# Fast waveform digitization with the DRS chip

# S. Ritt

Abstract—The DRS chip was developed recently at PSI, Switzerland, using a 0.25  $\mu$ m radiation hard CMOS technology. It implements a series of switched capacitor arrays (SCA), which allow the digitization of signals at speeds up to 5 GHz, at a power consumption and fabrication cost orders of magnitude lower than conventional flash ADCs. This allows a new generation of experiments with superior pile-up rejection and pulse shape discrimination, while simultaneously eliminating the need for traditional ADCs and TDCs. This paper explains the operating principle of the DRS chip and describes the deployment in the MEG experiment using 3000 channels in the MIDAS DAQ framework. Real time aspects of the data acquisition are covered and solutions are shown how to overcome the 880 MB/s raw data rate of the MEG experiment.

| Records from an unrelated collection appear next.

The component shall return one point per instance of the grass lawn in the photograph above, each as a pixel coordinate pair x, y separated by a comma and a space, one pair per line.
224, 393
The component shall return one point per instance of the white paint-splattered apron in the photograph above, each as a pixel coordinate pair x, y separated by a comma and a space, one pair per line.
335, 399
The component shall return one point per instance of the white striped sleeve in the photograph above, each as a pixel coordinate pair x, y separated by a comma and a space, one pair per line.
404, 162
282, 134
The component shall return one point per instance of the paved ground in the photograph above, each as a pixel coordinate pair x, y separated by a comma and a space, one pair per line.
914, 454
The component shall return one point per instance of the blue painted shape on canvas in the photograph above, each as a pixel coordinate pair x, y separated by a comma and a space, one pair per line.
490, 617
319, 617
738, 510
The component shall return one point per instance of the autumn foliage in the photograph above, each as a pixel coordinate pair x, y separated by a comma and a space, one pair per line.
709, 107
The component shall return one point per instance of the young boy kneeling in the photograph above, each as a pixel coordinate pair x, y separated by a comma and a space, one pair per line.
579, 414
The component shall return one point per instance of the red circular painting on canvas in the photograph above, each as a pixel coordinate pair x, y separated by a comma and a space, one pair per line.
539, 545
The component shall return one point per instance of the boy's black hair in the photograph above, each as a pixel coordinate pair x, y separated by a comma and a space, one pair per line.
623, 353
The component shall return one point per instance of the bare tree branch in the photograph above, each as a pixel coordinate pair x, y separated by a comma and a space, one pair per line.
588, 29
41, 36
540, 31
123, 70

*Index Terms*—Switched capacitor array (SCA), Applicationspecific integrated circuit (ASIC), Waveform analysis, Data compression.

## I. INTRODUCTION

THE MEG experiment [1] is currently being build at PSI, **I** Switzerland. It searches for the forbidden decay  $\mu^+ \rightarrow e^+ \gamma$ with a sensitivity of  $10^{-13}$ . A beam with  $10^8 \,\mu^+$ /sec is stopped and its decay products are registered with a drift chamber system, a timing counter array and a liquid xenon calorimeter, with a total amount of about 3000 read out channels. The high precision of the experiment requires amplitude resolutions of 12 bits and timing resolutions of 100 ps together with excellent pile-up rejection, which can only be accommodated with waveform digitization in the GHz range. Instead of using commercial flash analog-to-digital converters (FADC), a socalled switched capacitor array (SCA) chip has been developed at PSI, following an earlier development [2]. This solution is not only cheaper than commercial FADCs and takes much less power, it also has a higher channel density so 32 channels can be fit on a VME board, being able to digitize PMT and drift chamber signals at frequencies from 500 MHz to 5 GHz.

### II. THEORY OF OPERATION

Since it is very hard to generate and distribute clock signals in the GHz range, the sampling frequency is generated on the chip with a series of daisy-chained inverters (Fig. 1). A wave propagates freely through these inverters and opens a series of storage capacitors, which sample an input signal from a common bus. The inverter chain is connected in a circular fashion, so the wave runs continuously until a trigger signal arrives, thus the name Domino Ring Sampler (DRS) was chosen for this ASIC. After the waveform is stored, it is read out via a shift register, which switches the capacitor contents to a common readout bus. The analog signal is then externally digitized with a commercial FADC with 33 MHz and 14 bits.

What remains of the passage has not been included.